Das Not Compute doesn't just hammer out some intricate, grainy rockers, but it challenges the world's notion of Division of Laura Lee. Black City, with its smoking-amp volumes and crazed arrangements came off as a garage rock album that, after ingesting a Jesus and Mary Chain album or two, had the hiccups. The electronics and ambient sounds of Das Not Compute flit so far away from the rigidly preservationist blueprints of the garage revival, that it's impossible, even with the most broad sense of the style to stash DOLL back in the garage.
As far as career moves go, abandoning its ties to the garage world could be seen as, if not a disaster, than a poorly timed moment to test new artistic waters: The White Stripes still hold court as one of rock's most watched bands; The Von Bondies exchanged a Jack White beating for mainstream radio attention. The British press waits with baited breath for word on the new Hives record. And, as rock'n'roll foot soldiers, DOLL helped to create the buzz with Black City. Why not stick around and reap some benefits? Mostly because its ties to the garage revival were totally coincidental and, somewhat unwelcome.

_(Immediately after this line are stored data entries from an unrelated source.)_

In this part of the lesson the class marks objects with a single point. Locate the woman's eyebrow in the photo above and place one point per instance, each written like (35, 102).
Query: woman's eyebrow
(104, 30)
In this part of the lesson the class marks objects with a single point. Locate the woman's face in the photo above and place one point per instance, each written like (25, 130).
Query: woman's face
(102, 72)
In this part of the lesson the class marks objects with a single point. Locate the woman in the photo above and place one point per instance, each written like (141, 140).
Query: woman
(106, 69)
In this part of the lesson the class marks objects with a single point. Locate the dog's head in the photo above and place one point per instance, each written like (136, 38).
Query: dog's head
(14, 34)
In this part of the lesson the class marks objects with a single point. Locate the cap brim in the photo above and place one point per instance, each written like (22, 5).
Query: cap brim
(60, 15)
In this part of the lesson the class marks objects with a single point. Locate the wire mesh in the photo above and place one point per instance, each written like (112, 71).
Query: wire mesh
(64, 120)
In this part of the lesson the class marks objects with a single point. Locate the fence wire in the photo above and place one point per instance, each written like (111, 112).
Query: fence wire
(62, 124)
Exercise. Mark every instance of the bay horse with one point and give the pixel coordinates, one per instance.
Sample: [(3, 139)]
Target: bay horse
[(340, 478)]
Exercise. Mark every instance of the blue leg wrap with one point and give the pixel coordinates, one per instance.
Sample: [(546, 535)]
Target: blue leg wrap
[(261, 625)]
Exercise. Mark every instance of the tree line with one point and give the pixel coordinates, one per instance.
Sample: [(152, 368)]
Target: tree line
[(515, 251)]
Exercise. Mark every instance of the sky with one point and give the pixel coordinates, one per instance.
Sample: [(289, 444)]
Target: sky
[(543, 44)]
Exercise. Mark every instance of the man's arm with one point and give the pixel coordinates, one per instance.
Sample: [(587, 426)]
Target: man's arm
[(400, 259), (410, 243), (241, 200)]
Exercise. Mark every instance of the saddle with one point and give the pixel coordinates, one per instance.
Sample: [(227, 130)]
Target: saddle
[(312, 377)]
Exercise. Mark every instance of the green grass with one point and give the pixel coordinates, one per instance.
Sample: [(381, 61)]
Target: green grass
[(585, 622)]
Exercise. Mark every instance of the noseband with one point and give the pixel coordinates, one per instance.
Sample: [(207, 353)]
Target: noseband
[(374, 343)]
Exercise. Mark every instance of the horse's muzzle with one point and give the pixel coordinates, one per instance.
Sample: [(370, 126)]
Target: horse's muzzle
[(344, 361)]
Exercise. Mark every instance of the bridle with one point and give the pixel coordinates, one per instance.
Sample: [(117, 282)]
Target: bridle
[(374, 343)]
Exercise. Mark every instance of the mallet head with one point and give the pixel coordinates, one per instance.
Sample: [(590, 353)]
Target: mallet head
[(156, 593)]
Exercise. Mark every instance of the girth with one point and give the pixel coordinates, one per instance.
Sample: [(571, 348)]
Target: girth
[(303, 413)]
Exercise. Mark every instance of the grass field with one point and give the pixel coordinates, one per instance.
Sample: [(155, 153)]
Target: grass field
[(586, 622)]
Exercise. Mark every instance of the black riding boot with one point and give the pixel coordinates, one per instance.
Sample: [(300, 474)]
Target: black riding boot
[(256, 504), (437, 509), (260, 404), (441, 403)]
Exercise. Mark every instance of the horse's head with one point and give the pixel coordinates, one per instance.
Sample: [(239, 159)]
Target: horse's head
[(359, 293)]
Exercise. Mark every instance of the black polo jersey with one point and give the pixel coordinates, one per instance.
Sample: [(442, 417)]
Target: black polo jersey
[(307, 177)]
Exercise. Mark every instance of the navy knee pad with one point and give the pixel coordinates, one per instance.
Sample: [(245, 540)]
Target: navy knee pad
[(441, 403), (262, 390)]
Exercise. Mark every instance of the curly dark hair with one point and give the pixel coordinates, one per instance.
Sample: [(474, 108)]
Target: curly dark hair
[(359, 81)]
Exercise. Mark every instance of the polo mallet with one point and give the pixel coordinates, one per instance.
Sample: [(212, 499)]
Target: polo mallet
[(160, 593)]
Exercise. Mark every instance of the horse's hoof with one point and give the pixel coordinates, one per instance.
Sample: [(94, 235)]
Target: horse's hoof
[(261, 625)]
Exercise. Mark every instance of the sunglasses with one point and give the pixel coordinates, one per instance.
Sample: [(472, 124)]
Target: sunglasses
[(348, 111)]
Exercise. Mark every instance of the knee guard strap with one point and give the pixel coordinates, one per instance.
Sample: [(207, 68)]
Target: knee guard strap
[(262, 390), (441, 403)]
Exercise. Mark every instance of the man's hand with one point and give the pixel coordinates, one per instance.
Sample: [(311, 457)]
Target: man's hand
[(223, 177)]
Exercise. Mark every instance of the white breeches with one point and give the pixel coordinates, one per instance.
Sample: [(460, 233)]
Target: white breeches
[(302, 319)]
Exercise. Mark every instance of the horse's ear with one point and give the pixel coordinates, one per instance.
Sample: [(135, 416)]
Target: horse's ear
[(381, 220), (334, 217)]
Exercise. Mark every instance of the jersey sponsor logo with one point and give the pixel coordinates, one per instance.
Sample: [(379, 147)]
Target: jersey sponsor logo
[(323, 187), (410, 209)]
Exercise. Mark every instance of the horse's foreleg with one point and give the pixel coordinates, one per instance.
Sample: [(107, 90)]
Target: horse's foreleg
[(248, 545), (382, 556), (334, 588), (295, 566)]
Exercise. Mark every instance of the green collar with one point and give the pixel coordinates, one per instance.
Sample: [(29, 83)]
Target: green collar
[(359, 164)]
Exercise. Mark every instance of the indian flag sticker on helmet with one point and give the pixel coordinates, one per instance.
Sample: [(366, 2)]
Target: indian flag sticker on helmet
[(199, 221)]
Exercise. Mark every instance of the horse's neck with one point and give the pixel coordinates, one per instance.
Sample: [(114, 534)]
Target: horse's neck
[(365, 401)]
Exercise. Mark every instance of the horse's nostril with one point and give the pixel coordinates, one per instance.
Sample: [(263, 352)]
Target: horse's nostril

Das Not Compute, if nothing else, will change that.
"They'll be deaf or something if they call it garage rock!" Fransson gushes. "We've never, ever said that we wanted to be a garage rock band. We don't have anything to do with that. I can definitely see how some songs, with good imagination could go under that tag. On this record, you've got to have hearing problems because this is far away from that.
"The reason (DOLL was called garage) was probably not because we were judged not by how the music or our album sounded, but we were judged by the fact that we come from the same country as The Hives and The Noise Conspiracy. I think that's why that happened. It's cool. There's nothing to be mad about it."
Das Not Compute extracts DOLL from the garage-rock hoopla, but amputating another set of unintentional baggage -- its place amid the Swedish Invasion -- won't be so easy. Heralded alongside The Hives, Sahara Hotnights and Soundtrack of Our Lives as either Sweden's apology for Ace of Base or its greatest pop-cultural legacy since bikini teams, DOLL can't argue its place among the Swedish Invasion any more than it could try to pass itself off as a Cantonese pop outfit. It's a matter of homeland.
The Division can't change its birthplace, but, Fransson says, that's about all it has in common with the influx of its countrymen into the States' musical world. His argument makes a lot of sense, too -- really, what does the lush pop of Soundtrack of Our Lives have to do with The (International) Noise Conspiracy's mod revivalism, the Joan Jett-styled rock of Sahara Hotnights or DOLL's quirky studio explorations? Nothing. So the politics of the Swedish Invasion -- a nice little music-rag buzzword -- are about as silly as lumping The Eagles and Bad Religion into the same "scene" simply because they both hail from Los Angeles.
"We have so little to do with that whole Swedish Invasion thing," Fransson moans. "The only connection is Kalle (Gustavson), our producer, plays bass in Soundtrack of Our Lives. We always choose, like now, to tour with The Catheters and Run Run Run who are our best friends in the world. They're from L.A. and Seattle. It's like every scene, since rock started, the D.C. scene or the Seattle scene or the English Invasion or whatever they might call it, they're never actual scenes. They're something that NME makes up. Scenes barely exist. We don't have anything in common with them."
In fact, the 2004 vintage of DOLL has little in common with anything usually associated with the band. The roots -- loud guitars and sneering attitude -- are there, but Das Not Compute stands boldly on its own. Sometimes creativity has its moments, huh?